Вот если бы у него нашлось время! Но каждый день сейчас ценился на вес золота. К тому же на Коула можно было положиться: он не забывал о подготовке своих людей, пока Баласар в Актоне разыгрывал политика. Лучше оставить положение как есть. И все же…
Он провел пальцем по западным равнинам, от Патая до Утани: хорошо бы побольше узнать о дорогах. Школа для молодых поэтов находилась недалеко от Патая. Работа не из приятных, но доверять истребление мальчишек наемникам он не хотел. Слишком важна задача. В этой войне для сострадания не осталось места.
В дверь тихо постучали. Вошел Юстин. В его одежде сочетались алый и синий — цвета командира. Баласар приветствовал его кивком.
— Третий легион уже прибыл?
— Нет, генерал. Они прислали гонца. Будут здесь в конце недели.
— Долго.
— Согласен, генерал. У нас есть еще одно затруднение.
Баласар поднялся и заложил руки за спину. Его так тянуло назад, к планам и картам, словно он был прикован к ним невидимой цепью, однако Баласар считал, что исход битвы решается задолго до боя. Если уж Юстин решил нарушить его уединение, значит, вести того стоят.
— Продолжай, — сказал Баласар.
— Поэт. Он опять не стал платить шлюхе, генерал. Сказал, довольно будет и чести с ним переспать. Девчонка разозлилась и плеснула ему в пах горячим чаем. Ошпарила меньшого поэта, как сосиску.
Баласар и Юстин обменялись многозначительными взглядами, и все-таки ни один не улыбнулся.
— Он сможет ехать верхом? — спросил Баласар.

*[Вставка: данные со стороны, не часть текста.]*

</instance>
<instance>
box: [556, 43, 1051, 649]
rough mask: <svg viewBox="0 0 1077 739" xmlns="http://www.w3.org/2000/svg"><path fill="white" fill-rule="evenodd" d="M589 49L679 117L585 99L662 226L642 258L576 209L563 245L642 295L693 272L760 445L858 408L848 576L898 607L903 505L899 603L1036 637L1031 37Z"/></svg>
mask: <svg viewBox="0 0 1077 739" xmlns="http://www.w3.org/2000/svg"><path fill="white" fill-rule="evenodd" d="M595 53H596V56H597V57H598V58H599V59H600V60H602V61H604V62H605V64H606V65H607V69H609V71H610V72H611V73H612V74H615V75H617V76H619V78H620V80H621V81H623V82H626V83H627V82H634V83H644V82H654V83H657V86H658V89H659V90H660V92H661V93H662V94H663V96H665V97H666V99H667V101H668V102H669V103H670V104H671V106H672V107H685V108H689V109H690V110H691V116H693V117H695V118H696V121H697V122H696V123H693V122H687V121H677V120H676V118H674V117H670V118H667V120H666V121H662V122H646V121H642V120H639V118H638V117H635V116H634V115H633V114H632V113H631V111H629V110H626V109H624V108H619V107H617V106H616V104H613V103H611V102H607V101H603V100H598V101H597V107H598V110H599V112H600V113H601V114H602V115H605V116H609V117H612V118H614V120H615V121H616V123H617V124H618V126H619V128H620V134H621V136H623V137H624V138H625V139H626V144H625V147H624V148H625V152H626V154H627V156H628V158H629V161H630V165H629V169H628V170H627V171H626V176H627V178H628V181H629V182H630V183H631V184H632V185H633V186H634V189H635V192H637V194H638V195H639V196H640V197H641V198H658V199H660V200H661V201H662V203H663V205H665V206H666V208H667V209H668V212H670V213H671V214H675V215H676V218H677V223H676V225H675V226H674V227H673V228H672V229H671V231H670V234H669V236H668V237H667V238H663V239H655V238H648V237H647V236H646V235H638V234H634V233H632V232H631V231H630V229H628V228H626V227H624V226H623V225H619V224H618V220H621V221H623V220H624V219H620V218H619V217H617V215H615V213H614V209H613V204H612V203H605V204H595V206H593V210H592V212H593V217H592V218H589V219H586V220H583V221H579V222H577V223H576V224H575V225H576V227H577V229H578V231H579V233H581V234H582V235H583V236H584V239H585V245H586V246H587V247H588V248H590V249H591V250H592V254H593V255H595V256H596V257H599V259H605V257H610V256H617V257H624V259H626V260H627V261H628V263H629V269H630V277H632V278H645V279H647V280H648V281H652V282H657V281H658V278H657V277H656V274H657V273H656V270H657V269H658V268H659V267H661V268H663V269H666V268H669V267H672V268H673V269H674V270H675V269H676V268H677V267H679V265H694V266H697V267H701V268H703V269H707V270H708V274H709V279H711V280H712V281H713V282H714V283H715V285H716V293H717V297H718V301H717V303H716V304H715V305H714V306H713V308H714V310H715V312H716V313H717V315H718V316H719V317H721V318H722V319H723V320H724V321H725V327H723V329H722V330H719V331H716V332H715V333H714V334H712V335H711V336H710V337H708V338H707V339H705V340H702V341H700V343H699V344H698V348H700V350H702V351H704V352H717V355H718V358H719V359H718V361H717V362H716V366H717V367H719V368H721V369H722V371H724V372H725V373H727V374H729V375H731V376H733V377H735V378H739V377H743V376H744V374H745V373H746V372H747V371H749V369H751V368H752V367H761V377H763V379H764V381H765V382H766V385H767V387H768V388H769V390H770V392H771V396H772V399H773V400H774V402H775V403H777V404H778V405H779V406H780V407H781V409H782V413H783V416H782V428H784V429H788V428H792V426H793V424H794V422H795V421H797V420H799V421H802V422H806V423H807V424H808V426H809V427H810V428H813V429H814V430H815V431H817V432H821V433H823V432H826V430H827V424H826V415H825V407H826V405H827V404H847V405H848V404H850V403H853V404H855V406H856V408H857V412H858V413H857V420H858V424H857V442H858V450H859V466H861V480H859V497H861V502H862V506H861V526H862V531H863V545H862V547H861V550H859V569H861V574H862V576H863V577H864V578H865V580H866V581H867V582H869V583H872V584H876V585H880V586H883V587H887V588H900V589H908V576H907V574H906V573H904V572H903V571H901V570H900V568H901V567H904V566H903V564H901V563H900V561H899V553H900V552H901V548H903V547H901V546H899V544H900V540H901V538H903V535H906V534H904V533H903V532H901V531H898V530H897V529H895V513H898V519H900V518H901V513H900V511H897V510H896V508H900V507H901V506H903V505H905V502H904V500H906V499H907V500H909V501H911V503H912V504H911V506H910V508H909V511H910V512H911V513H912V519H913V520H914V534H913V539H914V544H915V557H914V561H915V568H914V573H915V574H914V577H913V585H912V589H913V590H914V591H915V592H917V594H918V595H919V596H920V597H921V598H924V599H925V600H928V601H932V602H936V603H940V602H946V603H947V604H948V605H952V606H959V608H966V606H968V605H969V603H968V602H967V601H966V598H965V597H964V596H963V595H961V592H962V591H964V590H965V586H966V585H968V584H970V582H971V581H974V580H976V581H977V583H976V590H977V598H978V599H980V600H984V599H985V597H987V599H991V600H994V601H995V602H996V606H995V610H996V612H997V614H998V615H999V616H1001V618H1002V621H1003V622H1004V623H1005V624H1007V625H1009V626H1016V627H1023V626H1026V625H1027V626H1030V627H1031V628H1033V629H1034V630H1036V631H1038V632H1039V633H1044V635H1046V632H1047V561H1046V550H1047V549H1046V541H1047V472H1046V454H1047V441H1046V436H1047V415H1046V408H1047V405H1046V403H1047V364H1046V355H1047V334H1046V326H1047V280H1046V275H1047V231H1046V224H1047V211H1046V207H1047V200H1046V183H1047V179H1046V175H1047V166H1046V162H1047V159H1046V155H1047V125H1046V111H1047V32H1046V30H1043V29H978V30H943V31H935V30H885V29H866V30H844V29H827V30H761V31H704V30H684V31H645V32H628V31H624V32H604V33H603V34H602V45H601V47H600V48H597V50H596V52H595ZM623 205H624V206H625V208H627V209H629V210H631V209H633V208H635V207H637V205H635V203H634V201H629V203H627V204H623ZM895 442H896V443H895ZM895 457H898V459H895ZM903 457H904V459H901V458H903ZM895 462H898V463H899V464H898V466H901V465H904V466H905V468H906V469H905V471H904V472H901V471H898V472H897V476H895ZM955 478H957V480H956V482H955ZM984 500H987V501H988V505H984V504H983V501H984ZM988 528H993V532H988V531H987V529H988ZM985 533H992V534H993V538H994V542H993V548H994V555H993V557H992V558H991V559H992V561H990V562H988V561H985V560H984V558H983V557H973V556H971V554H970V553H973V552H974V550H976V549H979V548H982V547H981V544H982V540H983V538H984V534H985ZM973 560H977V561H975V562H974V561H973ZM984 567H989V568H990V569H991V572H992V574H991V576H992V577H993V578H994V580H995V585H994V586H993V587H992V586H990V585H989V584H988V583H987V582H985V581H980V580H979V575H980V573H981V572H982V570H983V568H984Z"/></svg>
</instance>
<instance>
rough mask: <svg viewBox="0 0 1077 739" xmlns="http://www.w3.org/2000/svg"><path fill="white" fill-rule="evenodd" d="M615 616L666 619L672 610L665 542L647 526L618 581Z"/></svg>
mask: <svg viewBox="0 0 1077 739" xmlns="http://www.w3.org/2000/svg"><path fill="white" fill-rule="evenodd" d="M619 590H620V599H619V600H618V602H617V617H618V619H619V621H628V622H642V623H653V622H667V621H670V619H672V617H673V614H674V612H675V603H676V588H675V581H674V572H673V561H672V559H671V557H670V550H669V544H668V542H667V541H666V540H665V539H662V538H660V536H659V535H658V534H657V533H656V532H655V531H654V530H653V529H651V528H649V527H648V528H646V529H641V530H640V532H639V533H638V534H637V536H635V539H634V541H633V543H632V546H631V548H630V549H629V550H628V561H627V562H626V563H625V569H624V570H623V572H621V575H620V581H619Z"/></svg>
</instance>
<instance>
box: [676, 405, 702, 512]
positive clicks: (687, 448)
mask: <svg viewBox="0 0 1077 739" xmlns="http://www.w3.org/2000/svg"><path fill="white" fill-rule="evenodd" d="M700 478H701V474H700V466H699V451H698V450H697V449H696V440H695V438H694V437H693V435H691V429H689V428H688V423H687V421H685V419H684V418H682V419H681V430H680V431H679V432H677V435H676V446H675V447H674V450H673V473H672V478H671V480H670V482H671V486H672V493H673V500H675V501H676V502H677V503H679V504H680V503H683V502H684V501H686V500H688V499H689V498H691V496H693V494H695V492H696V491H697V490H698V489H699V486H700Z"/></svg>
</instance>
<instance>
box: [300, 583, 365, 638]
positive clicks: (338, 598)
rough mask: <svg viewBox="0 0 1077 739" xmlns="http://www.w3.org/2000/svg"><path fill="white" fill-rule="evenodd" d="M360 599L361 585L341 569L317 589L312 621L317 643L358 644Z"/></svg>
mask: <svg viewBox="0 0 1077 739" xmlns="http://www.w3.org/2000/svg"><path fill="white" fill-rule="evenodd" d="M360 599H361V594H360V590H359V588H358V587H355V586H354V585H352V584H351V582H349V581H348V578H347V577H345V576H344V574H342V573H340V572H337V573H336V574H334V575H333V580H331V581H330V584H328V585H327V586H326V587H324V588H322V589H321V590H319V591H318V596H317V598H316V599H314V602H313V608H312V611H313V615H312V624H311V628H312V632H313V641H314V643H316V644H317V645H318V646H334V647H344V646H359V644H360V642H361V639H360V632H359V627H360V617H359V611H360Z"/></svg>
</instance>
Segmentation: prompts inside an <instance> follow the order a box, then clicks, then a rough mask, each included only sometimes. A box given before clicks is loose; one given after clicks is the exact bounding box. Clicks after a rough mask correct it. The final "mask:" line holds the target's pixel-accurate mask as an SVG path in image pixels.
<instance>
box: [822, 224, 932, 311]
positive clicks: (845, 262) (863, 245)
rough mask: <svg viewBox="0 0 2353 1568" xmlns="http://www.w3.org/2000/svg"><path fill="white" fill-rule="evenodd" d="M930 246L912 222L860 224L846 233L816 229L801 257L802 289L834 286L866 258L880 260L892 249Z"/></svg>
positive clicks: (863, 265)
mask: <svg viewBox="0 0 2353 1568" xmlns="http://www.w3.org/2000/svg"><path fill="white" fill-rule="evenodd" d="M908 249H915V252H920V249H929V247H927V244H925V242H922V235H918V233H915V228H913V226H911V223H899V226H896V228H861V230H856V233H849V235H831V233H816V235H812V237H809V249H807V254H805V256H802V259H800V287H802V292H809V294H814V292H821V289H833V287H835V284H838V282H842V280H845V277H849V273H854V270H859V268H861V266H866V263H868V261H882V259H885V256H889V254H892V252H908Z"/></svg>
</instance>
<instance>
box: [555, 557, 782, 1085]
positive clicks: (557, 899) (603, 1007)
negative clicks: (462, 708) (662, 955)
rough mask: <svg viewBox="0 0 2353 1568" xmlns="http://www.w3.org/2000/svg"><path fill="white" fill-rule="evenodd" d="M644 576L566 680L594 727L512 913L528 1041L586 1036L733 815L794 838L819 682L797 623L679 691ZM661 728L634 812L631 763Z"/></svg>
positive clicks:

— Через несколько дней все пройдет, генерал. Но он требует казнить девчонку. Половина городских домов утех уже пригрозила поднять цены. А еще они подбивают против нас своих местных клиентов. Я получил сегодня два письма с намеками, что зерно может обойтись нам дороже.
Баласар едва сдерживал гнев.
— А знают ли они, что гальтские войска стоят у ворот города и скоро их станет еще больше?
— Да, генерал. Они ведь еще не решили окончательно насчет цен. И все же они горды. Поэт хочет казнить обычную шлюху, однако это шлюха западников, понимаете? Одна из них.
Задачка была не из простых. Баласару не хотелось начинать кампанию ссорой со стражем Арена. Войско еще даже не собралось! Баласар невидящим взглядом уставился в окно.
— Надо поговорить с поэтом.
— Он у себя, генерал. Привести его?
— Нет. Поборемся со зверем в его логове.
— Слушаюсь.
Центральная часть Арена целиком состояла из невысоких построек с толстыми стенами, обмазанными глиной или известью. Из-за постоянных войн между западниками и гальтских набегов дома в крепости напоминали приземистые пни и никогда не поднимались выше четырех этажей. На улицах, даже по соседству с дворцами стража, пахло тухлятиной и нечистотами. Баласар вошел в дом, где находились покои командиров и его собственные комнаты, стряхнул дождевые капли с плаща и сделал Юстину знак подождать. Поднимаясь к поэту, он шагал через три ступеньки. Воины, охранявшие дверь, поклонились ему и отступили в стороны.
Риаан сидел на низкой кушетке. Халат, словно палатка, висел на подпорках-коленях, подол задрался. Лицо поэта горело праведным негодованием: зубы стиснуты, челюсть выпячена вперед. Баласар поклонился и, еще не глядя, понял, что Риаан все это время только и думал о том, что случилось, все больше распаляя свой гнев. Если бы так повел себя один из командиров, Баласар отправил бы его в конный дозор, и тот не вылезал бы из седла, пока не заживут раны. За дурость всегда приходится платить. Однако сейчас Баласар опустился на кушетку напротив поэта и заговорил мягким, сочувственным голосом.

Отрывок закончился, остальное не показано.